When he was diagnosed, I made a deal with him: we would love and snuggle each other for as long as he was with me and then he would die peacefully in his sleep. He kept every minute of that deal, and I believe I did too. He was the most relaxed (and possibly most beautiful, but don’t tell Jamal!) cat I’ve ever owned and he made cat-lovers (ok, maybe just Maxie-kitty-lovers…!) out of all of my “dog-loving” friends.  I loved him a lot and he was buried in a pretty little ceremony which several of my friends helped me with. 
 
It’s a terrible thing to discover that your beloved pet and companion has left you, instead of finding him leaping onto your bed and mewing at you to pet him and for Pete’s sake get up and feed him! He was a wonderful companion and my apartment is lonely without him. But I’m very thankful that he simply laid down and his heart stopped. I believe it was a peaceful, gentle passing, which is all I could ever ask for. He is no longer suffering from heart trouble or breathing difficulties, and he left me and many others with some pretty funny and adorable memories.
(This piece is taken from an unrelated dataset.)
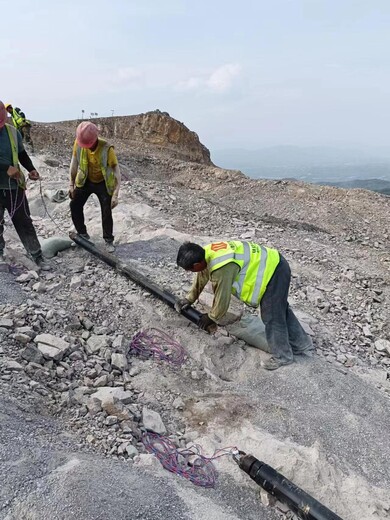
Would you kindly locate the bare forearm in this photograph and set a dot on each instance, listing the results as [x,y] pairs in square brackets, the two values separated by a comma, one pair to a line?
[199,283]
[73,170]
[222,281]
[117,174]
I already  miss his purring and following me around like a puppy–I keep thinking I’m seeing him out of the corner of my eye, or looking behind me to make sure he hasn’t “ninja-kittied” up behind me while I’m cooking (as he commonly did!).
 
Thank you for being a part of my life and thank you for your kindness and support. I wanted to let you know about my sweet Maxie and include you in the process of my mourning because you are important to me. Tell someone you love them today, in honor of a Ragdoll cat named Max.